After a few weeks, he was sleeping more soundly, so I would put him in his crib at night, and I would sleep on a twin mattress next to him. He would often glance at me to make sure I was there. Sometimes he would fall asleep holding my hand. It was sweet. It was tiring. I remember the first blessed night we both slept the whole night in our own beds. Heavenly.

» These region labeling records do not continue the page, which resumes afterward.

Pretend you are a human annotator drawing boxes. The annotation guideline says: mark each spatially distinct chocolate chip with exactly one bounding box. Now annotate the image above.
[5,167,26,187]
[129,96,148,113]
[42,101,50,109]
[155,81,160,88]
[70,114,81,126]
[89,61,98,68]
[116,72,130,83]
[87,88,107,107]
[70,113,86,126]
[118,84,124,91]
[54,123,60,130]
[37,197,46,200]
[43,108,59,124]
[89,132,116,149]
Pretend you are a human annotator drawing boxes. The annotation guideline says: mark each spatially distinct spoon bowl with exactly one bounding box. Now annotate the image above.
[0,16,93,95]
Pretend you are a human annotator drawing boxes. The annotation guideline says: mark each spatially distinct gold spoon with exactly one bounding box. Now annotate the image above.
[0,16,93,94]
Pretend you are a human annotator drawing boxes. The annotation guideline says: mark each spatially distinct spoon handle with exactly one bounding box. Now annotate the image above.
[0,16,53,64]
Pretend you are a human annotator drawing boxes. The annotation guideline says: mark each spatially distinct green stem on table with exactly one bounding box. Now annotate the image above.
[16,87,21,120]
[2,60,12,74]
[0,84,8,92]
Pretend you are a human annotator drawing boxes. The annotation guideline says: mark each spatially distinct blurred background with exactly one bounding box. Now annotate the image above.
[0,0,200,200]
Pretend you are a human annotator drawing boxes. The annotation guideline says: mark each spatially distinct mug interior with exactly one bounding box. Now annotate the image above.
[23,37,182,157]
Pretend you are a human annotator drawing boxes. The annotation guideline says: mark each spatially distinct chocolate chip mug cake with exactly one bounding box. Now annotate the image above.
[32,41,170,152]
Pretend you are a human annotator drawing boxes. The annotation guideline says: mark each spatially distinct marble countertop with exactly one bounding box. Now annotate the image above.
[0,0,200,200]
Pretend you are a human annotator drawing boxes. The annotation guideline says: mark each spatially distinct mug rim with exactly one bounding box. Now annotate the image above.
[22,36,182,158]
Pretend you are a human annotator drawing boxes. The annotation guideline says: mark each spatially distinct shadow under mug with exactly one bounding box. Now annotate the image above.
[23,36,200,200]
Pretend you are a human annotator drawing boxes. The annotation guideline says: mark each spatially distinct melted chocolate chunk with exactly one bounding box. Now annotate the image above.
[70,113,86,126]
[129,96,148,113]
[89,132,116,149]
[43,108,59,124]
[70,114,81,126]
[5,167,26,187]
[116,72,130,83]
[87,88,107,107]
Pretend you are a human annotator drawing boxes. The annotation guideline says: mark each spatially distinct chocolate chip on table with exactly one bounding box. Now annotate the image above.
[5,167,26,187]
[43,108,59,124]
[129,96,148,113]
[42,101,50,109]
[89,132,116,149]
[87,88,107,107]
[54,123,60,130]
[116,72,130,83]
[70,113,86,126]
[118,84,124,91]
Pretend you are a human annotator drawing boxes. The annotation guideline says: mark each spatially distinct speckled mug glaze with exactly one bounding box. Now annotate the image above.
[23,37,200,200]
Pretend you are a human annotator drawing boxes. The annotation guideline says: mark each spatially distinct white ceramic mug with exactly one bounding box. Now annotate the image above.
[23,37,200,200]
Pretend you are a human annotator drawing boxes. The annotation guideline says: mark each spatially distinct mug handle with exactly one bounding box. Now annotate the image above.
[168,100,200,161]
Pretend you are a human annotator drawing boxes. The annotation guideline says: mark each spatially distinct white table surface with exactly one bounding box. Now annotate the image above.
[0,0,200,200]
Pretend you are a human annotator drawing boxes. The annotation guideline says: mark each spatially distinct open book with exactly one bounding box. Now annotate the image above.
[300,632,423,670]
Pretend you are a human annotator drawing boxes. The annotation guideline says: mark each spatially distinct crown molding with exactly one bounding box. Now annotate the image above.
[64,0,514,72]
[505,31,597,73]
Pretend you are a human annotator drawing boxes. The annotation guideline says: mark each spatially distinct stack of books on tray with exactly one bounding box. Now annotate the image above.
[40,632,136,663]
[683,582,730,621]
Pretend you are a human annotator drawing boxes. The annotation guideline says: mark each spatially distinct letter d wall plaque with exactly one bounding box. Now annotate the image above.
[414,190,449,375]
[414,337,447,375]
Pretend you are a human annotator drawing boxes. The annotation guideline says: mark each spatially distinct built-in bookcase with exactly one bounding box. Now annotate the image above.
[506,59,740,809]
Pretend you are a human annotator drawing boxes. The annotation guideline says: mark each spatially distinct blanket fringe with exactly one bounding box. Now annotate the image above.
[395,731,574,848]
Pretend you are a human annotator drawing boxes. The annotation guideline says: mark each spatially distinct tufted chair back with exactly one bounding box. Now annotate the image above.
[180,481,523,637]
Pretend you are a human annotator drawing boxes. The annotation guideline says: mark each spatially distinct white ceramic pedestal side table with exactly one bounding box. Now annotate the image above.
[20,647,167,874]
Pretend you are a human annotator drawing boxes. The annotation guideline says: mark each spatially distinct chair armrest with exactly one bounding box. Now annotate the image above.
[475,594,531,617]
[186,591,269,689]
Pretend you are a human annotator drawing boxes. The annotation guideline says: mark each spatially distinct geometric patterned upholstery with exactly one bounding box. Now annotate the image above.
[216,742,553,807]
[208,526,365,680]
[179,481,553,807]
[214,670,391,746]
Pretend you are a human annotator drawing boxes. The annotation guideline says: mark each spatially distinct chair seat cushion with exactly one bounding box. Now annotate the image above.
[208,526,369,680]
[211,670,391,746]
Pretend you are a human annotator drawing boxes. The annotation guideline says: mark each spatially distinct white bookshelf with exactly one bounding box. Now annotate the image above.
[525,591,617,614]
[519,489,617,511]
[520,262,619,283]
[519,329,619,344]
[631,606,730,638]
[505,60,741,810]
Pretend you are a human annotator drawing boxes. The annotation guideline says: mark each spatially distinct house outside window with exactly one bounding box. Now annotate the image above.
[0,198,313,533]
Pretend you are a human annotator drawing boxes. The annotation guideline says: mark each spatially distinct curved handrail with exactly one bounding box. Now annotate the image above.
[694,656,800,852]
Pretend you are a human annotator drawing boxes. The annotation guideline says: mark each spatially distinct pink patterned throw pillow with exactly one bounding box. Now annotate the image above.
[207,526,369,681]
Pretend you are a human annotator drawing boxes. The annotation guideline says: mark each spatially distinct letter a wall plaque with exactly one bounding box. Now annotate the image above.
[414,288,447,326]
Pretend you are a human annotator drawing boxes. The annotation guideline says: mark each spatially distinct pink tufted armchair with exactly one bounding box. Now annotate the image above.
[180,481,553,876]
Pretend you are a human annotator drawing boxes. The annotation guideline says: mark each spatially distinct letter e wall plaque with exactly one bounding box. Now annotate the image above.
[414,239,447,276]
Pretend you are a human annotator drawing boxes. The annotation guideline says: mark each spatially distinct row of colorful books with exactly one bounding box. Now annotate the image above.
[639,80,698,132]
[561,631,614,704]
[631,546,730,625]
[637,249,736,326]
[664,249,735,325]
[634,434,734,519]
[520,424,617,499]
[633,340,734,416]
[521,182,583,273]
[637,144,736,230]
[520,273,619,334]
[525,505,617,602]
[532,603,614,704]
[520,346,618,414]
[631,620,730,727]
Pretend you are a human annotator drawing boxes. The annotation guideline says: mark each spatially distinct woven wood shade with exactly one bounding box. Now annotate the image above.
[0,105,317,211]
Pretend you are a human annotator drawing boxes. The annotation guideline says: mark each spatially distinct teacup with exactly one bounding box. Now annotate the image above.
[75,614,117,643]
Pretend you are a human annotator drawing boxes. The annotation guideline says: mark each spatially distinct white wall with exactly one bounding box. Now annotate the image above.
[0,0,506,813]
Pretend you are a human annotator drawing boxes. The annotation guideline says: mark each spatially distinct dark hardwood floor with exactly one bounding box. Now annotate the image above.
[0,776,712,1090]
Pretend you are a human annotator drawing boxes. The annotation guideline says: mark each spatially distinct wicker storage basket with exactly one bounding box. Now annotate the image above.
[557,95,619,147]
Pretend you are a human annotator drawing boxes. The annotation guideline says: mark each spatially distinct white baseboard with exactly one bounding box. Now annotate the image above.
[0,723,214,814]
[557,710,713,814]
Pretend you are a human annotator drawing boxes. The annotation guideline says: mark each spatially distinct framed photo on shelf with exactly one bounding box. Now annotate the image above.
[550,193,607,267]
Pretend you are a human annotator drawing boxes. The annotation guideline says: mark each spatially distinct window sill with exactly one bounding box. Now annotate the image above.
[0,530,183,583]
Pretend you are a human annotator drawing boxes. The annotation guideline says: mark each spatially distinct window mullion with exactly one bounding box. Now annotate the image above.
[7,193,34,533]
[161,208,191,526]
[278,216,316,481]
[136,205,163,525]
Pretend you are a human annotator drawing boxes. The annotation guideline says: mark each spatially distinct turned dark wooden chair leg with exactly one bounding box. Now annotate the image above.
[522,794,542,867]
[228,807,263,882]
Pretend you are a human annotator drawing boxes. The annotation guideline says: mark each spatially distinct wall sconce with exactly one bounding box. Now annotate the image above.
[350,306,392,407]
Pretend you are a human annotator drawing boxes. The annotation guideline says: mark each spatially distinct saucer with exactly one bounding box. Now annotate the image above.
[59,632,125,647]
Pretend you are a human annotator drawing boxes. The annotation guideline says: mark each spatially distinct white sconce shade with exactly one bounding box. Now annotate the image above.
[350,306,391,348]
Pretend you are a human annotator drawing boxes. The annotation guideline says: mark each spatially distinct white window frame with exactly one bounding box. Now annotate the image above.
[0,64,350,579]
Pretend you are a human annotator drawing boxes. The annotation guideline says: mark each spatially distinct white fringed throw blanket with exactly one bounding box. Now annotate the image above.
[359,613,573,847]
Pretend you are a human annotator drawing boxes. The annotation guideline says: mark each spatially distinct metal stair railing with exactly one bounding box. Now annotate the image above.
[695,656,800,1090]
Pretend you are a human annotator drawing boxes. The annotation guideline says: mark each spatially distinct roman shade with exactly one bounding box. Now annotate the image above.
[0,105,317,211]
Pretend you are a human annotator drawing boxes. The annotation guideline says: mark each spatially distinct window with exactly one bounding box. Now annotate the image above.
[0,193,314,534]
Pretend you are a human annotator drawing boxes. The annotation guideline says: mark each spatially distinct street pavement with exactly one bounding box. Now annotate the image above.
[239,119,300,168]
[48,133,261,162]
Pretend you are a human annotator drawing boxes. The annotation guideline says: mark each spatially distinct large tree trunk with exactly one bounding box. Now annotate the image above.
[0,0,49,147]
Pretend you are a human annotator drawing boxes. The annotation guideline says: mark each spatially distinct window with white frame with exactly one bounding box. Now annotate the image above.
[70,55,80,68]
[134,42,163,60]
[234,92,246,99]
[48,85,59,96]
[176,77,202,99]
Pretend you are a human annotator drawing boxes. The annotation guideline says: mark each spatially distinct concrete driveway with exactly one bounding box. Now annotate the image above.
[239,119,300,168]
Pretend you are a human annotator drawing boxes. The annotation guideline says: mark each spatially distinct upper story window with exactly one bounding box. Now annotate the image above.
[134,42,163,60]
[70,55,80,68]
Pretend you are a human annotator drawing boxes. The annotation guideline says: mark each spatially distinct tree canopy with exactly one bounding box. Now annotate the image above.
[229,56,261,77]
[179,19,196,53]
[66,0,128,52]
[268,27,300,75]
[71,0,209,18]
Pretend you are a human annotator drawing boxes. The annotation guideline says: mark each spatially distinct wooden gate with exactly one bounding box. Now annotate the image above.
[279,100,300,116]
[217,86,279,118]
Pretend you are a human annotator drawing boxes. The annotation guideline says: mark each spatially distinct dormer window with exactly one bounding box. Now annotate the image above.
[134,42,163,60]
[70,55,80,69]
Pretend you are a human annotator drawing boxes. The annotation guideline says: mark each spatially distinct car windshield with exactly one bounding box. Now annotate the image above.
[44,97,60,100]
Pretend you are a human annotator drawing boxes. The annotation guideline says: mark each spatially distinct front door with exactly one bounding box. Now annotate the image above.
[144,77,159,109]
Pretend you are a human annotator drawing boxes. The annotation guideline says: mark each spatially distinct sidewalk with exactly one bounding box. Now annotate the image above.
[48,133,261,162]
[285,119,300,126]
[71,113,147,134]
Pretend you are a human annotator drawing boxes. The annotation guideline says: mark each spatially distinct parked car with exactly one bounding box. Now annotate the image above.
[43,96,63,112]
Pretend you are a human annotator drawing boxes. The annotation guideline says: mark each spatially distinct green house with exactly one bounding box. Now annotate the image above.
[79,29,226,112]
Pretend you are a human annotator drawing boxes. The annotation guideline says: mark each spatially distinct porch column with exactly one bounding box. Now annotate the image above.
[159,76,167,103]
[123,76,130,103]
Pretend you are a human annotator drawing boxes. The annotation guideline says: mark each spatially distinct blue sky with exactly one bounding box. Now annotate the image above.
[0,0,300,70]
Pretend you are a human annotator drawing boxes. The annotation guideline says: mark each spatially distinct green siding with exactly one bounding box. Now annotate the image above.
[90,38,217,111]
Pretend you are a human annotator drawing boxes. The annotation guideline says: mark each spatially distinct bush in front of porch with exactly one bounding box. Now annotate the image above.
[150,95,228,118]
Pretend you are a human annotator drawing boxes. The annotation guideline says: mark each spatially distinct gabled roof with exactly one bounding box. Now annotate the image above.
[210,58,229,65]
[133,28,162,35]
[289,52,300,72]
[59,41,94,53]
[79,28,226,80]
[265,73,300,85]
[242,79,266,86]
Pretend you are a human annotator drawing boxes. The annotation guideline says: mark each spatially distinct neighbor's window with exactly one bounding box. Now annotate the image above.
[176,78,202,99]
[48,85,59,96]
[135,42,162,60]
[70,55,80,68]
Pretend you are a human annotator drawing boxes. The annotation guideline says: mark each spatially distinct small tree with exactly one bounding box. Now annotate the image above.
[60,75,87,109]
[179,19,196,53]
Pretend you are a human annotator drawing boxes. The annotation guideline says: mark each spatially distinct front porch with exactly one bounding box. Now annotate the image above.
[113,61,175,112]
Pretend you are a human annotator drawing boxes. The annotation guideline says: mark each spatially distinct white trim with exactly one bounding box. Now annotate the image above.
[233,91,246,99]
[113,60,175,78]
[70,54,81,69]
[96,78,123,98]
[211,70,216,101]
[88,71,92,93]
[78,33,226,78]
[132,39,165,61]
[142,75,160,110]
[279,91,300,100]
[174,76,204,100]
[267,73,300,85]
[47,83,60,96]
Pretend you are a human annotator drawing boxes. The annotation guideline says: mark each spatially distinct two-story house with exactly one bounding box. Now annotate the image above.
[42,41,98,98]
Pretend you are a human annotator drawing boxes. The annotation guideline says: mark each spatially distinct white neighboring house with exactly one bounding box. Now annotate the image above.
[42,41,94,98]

Naptimes were much harder. My son would usually fall asleep as I rocked him, but once in his crib, he would wake up crying so many times. His cries were of a scared little boy. Each time I would get him and rock him back to sleep. I can't even remember how long it took for him to finally sleep through naps. If he had an exceptionally busy day he would wake up more during nap time.

3 comments:

Mandy said...

Oh my gosh...yes, the naptimes were the hardest for us too. I really appreciated your words of encouragement during that time! It helped me see that there would be a light at the end of the tunnel. I think it took us at least two months to get a solid one hour nap without waking up in the middle. Hard times...

Beth said...

Eden does pretty well sleeping, but almost always wakes up once screaming about an hour after I put her to bed. It completely breaks my heart. She isn't ever really awake, but I can't even imagine what's going on in her little heart. I rock her to sleep every night, every nap, and every time she wakes up. It won't be forever, and I've missed so much of her life, I love it!!

Terri Norris said...

Wow - I was so totally there. I always rocked my son to sleep. From the start I had veteran mothers telling me to put him down and take advantage of the fact that he would fall asleep on his own. I kept telling them that they had months to rock their babies to sleep and I was making up for lost time. Eventually, I just said "Don't worry, he'll stop before he goes to college". He is slowly stopping on his own now (he is 3 now) and every night he doesn't want me to rock him to sleep I miss him so much!